From the San Jose State University Research Foundation, San Jose, California.
Human Factors Research Division, NASA Ames Research Center, Moffett Field, California.
Anesth Analg. 2018 Apr;126(4):1340-1348. doi: 10.1213/ANE.0000000000002548.
Long duty periods and overnight call shifts impair physicians' performance on measures of vigilance, psychomotor functioning, alertness, and mood. Anesthesiology residents typically work between 64 and 70 hours per week and are often required to work 24 hours or overnight shifts, sometimes taking call every third night. Mitigating the effects of sleep loss, circadian misalignment, and sleep inertia requires an understanding of the relationship among work schedules, fatigue, and job performance. This article reviews the current Accreditation Council for Graduate Medical Education guidelines for resident duty hours, examines how anesthesiologists' work schedules can affect job performance, and discusses the ramifications of overnight and prolonged duty hours on patient safety and resident well-being. We then propose countermeasures that have been implemented to mitigate the effects of fatigue and describe how training programs or practice groups who must work overnight can adapt these strategies for use in a hospital setting. Countermeasures include the use of scheduling interventions, strategic naps, microbreaks, caffeine use during overnight and extended shifts, and the use of bright lights in the clinical setting when possible or personal blue light devices when the room lights must be turned off. Although this review focuses primarily on anesthesiology residents in training, many of the mitigation strategies described here can be used effectively by physicians in practice.
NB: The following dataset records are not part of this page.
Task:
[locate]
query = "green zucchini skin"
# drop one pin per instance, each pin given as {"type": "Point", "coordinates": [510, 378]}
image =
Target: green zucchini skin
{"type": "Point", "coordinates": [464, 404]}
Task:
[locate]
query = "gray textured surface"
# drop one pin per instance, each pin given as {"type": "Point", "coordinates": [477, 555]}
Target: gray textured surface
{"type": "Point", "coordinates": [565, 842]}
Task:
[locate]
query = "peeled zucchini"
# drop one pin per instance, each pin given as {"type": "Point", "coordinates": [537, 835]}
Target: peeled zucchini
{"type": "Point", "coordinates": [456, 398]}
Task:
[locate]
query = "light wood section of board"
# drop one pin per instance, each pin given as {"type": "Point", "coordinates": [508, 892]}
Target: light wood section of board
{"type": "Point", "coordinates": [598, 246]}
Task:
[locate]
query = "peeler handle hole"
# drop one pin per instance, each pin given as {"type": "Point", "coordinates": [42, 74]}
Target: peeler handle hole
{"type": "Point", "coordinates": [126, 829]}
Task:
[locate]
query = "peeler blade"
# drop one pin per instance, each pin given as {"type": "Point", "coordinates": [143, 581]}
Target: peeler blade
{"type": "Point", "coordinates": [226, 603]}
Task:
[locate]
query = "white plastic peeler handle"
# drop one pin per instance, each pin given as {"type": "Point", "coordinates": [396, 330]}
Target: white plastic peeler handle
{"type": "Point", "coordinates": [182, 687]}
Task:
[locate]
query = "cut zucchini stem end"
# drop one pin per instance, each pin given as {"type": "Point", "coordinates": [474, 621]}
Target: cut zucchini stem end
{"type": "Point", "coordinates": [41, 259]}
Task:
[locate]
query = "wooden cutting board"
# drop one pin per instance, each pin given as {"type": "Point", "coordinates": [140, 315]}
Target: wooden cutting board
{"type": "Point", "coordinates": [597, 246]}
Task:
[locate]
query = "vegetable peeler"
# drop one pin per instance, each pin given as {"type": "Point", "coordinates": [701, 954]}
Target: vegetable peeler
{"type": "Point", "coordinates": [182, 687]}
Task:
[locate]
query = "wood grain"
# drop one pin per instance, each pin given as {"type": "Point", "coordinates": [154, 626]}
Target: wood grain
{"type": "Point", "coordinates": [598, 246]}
长时间工作和夜间轮班会影响医生警觉性、心理运动功能、注意力和情绪等方面的表现。麻醉学住院医师通常每周工作 64 到 70 小时,经常需要工作 24 小时或夜间轮班,有时每三个晚上值一次班。减轻睡眠不足、昼夜节律紊乱和睡眠惯性的影响需要了解工作时间表、疲劳和工作表现之间的关系。本文回顾了当前研究生医学教育认证委员会对住院医师工作时间的指导方针,研究了麻醉师的工作时间表如何影响工作表现,并讨论了夜间和长时间轮班对患者安全和住院医师健康的影响。然后,我们提出了已经实施的减轻疲劳影响的对策,并描述了必须夜间工作的培训计划或实践小组如何在医院环境中采用这些策略。对策包括使用调度干预、策略性小睡、微休息、夜间和延长轮班期间使用咖啡因,以及在临床环境中尽可能使用明亮的灯光或个人蓝光设备,如果必须关闭房间灯光。尽管本综述主要关注接受培训的麻醉学住院医师,但这里描述的许多缓解策略都可以有效地用于实践中的医生。